ジェームズ・モリアーティ。悪の中でも悪である……らしい彼だが、小説に詳しくない立香は「シャーロックホームズに出る悪い人」くらいの認識だった。
レイシフト可能なカルデア唯一のマスター。だが、まだ特異点修復の度は始めたばかりで、まだまだカルデアにいるサーヴァントも少数だ。明らかに年上のサーヴァント達が多い中で召喚した初めてのエクストラサーヴァントで、見た目が同い年に見える青年。
「よろしくお願いします。えっと、モリアーティ……くん?」
故に立香が声をかけた第一声は、距離感がバラバラだった。これから一緒に戦ってくれる英雄なのに、友人になりたいと声をかけるように……バラバラだ。

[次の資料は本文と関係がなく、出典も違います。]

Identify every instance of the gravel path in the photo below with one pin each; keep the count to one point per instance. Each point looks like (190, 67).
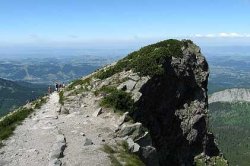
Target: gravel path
(48, 138)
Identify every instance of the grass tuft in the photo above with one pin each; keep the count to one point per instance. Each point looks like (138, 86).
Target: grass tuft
(120, 155)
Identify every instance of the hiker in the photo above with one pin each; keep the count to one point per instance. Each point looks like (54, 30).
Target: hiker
(49, 90)
(57, 87)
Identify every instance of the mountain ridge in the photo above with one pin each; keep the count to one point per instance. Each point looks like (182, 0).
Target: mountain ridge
(150, 107)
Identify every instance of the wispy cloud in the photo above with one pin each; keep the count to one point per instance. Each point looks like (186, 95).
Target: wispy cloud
(223, 35)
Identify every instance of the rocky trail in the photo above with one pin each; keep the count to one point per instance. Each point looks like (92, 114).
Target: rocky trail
(50, 138)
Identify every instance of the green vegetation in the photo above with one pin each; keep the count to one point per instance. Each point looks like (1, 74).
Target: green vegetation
(15, 94)
(231, 125)
(85, 81)
(61, 97)
(9, 123)
(116, 99)
(38, 103)
(121, 156)
(148, 61)
(216, 161)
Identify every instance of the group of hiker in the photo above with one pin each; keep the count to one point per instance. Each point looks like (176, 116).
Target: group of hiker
(58, 87)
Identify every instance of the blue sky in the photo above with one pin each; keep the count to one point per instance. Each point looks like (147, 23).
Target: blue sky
(122, 23)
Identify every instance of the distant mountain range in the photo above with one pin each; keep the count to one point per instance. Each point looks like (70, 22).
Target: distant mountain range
(14, 94)
(230, 95)
(229, 112)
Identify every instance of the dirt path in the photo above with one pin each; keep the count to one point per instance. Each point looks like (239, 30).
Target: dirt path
(48, 138)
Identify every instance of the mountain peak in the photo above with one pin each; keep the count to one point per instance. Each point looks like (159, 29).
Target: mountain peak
(150, 108)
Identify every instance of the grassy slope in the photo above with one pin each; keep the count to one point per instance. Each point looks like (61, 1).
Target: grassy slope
(12, 120)
(15, 94)
(231, 125)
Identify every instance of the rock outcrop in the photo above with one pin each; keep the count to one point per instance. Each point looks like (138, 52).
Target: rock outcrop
(149, 108)
(168, 84)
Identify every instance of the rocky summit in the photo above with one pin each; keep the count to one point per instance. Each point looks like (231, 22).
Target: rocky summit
(149, 108)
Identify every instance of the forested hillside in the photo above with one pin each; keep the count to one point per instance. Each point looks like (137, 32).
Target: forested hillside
(230, 122)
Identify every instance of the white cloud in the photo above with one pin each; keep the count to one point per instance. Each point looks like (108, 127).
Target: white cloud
(223, 35)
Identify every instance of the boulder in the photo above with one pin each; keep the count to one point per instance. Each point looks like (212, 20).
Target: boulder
(128, 85)
(55, 162)
(64, 110)
(149, 156)
(87, 142)
(132, 130)
(123, 118)
(97, 112)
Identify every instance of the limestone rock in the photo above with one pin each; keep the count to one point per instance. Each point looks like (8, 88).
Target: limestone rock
(128, 85)
(55, 162)
(132, 130)
(123, 118)
(97, 112)
(64, 110)
(87, 142)
(149, 156)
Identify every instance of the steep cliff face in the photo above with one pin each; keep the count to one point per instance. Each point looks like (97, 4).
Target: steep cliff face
(173, 106)
(230, 95)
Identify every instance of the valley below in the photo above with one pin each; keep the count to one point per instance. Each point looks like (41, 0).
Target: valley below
(229, 106)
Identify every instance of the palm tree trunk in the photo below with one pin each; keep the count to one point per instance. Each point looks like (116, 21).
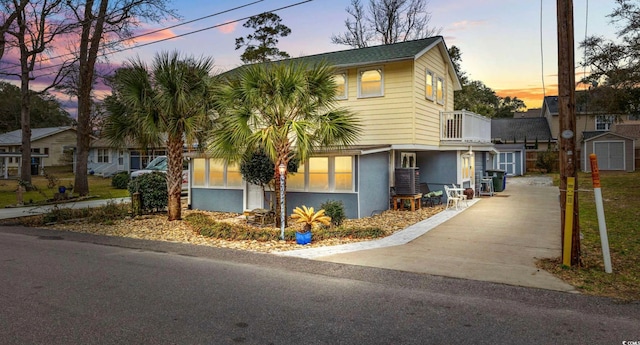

そんな立香に口上を述べ終えたモリアーティはじっと見て、目を細めた。笑っている。そんな目だ。立香の目の前に片手を出した。
「握手だ」
「あくしゅ」
「えっ、知らないわけないよね。挨拶だけど」
立香がオウム返しをしたのでモリアーティが驚いて説明した。
「ううん。ちゃんと分かるよ……びっくりしただけ」
モリアーティの手を立香は握る。
「よろしくねモリアーティさん」
「よろしくマスター。あれ、モリアーティくんと呼んでくれないのかな?」
「あ、あれは……つい呼んじゃって」
「僕は別にそう呼んでもらっても構わないよ。その方が友人みたいじゃないか」
友人のような関係をモリアーティも望んでくれているのが、立香にはとても嬉しかった。